Dr. Mehmet Oz says he’s “not going anywhere” in a response to critics calling him a “quack” doctor.
“I was surprised by a brazen note as I entered the operating room at New York Presbyterian/Columbia University this week,” he wrote Thursday in a TIME op-ed, noting a small group of physicians he didn’t know who were calling for his faculty position at Columbia to be revoked because he’s promoted “an egregious lack of integrity by promoting quack treatments and cures in the interest of personal financial gain.”
Oz then went on to go through the list of doctors who went after his integrity, pointing out the lead doctor who wrote the critical note, Henry I. Miller, had a history as a pro-biotech scientist along with ties to the tobacco industry.
“He also furthered the battle in California to block GMO labeling — a cause that I have been vocal about supporting,” Oz wrote.
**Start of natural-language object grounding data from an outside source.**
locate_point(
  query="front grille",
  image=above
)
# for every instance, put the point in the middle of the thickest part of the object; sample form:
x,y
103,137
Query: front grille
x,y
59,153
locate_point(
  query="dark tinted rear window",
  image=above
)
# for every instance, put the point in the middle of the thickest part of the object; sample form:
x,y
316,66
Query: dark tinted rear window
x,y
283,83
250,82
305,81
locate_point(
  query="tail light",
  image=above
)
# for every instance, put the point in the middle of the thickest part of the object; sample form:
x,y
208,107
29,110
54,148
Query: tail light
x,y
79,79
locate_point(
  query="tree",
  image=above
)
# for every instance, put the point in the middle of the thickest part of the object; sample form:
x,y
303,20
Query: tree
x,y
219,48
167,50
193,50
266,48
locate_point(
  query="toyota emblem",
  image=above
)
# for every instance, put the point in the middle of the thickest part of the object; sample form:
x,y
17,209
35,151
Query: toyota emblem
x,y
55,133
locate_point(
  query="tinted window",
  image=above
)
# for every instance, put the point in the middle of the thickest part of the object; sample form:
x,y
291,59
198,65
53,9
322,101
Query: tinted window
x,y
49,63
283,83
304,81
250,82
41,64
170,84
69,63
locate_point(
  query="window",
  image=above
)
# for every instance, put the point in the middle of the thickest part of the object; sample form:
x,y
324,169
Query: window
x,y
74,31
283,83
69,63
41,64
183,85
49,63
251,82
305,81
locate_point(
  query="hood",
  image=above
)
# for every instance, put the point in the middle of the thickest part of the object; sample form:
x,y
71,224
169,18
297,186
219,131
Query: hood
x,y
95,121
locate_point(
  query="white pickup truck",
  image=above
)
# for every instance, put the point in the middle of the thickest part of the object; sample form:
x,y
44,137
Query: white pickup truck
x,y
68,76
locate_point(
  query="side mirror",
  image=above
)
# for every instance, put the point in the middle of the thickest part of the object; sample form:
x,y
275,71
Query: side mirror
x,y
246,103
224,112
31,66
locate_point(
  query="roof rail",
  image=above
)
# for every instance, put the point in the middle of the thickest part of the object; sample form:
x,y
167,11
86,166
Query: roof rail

Another signee on the letter was found guilty of 13 counts of fraud related to Medicaid, Oz notes.
Dr. Oz went on to defend his medical career, one in which he’s searched “for ways to lessen the suffering” of his patients.
He also stressed his support of alternative medicine was never intended to take the place of conventional medicine, but instead, be additive: “Critics often imply that any exploration of alternative methods means abandoning conventional approaches. It does not. In fact, many institutions like mine use the names “complementary” or “integrative” medicine, which is also appropriate.”
He closed with a guarantee he’s sticking around.
“I know I have irritated some potential allies. No matter our disagreements, freedom of speech is the most fundamental right we have as Americans. We will not be silenced. We’re not going anywhere.”